Reportedly, U.S. carrier-based aircraft in the Persian Gulf are already simulating bombing runs on Iran. And President Bush has restated his doctrine of pre-emptive strikes and preventive war in the new National Security Strategy released recently.

But this begs a question: As Congress alone has the power to declare war, and has not authorized war on Iran, where does Bush get the authority to threaten war on a nation that has not attacked us?

Instead of whining about how Bush "deceived" them and "lied" us into war with Iraq, why is Congress not debating whether Bush has, or does not have, the authority to take us into a new war?

By the way, where is Congress? Off on another vacation, for two weeks, after its exhausting labors in a session that is apparently going to set modern records for brevity.

A war with the United States would be disastrous for Iran. With an air force of antiquated F-4s from the Shah's era and a navy of a handful of destroyers, submarines, and torpedo and missile boats, Iran would quickly be laid open to U.S. air and missile strikes. And with only half of Iran's population of Persian extraction, Arabs, Kurds and Baluchis could exploit a war crisis in Tehran to break the country apart.

But if, in retaliation, Iran ignited the Shia against U.S. forces in Iraq and backed terrorist attacks across the Middle East, the entire U.S. position in the region could be in peril.

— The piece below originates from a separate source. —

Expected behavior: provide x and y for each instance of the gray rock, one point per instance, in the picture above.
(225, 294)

As for the price of oil, bet on $200 a barrel. Iranian mines and missile boats may be no match for U.S. fleets, but they could certainly threaten 200,000-ton tankers.

If Bush were bold enough, there are the makings of a strategic deal.

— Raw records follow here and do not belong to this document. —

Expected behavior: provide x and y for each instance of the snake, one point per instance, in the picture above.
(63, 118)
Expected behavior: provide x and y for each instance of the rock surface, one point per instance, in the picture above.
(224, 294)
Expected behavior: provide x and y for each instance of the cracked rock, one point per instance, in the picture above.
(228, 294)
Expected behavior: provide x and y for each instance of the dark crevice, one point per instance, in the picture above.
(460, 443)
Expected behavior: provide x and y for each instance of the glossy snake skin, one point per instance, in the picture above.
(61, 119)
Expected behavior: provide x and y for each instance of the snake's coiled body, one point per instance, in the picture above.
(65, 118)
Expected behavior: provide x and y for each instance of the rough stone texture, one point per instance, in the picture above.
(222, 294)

The U.S. goals are exactly what Bush got from Libya's Khadafi: an end to terror and abandonment of all chemical, biological and nuclear weapons and programs. What Iran wants is a guarantee of its rights under the non-proliferation treaty to develop peaceful atomic power - from yellowcake to enriched uranium - an end to their isolation by the United States and U.S. guarantees against attack.

Both nations have an interest in not seeing Iraq disintegrate in a sectarian war that would separate Shia Iran from the Sunni majority in the Arab world.

If President Bush is truly confident that time is on the side of democracy and freedom, what does he have to lose by negotiating a cold peace with the mullahs' Iran, a failed regime that does not dispose of 5 percent of the military or economic power of United States? We outlasted the British Empire, Stalin and Mao. Is Mahmoud Ahmadinejad a bigger problem?

Perhaps, in Churchill's words, it is time for jaw-jaw, not war-war.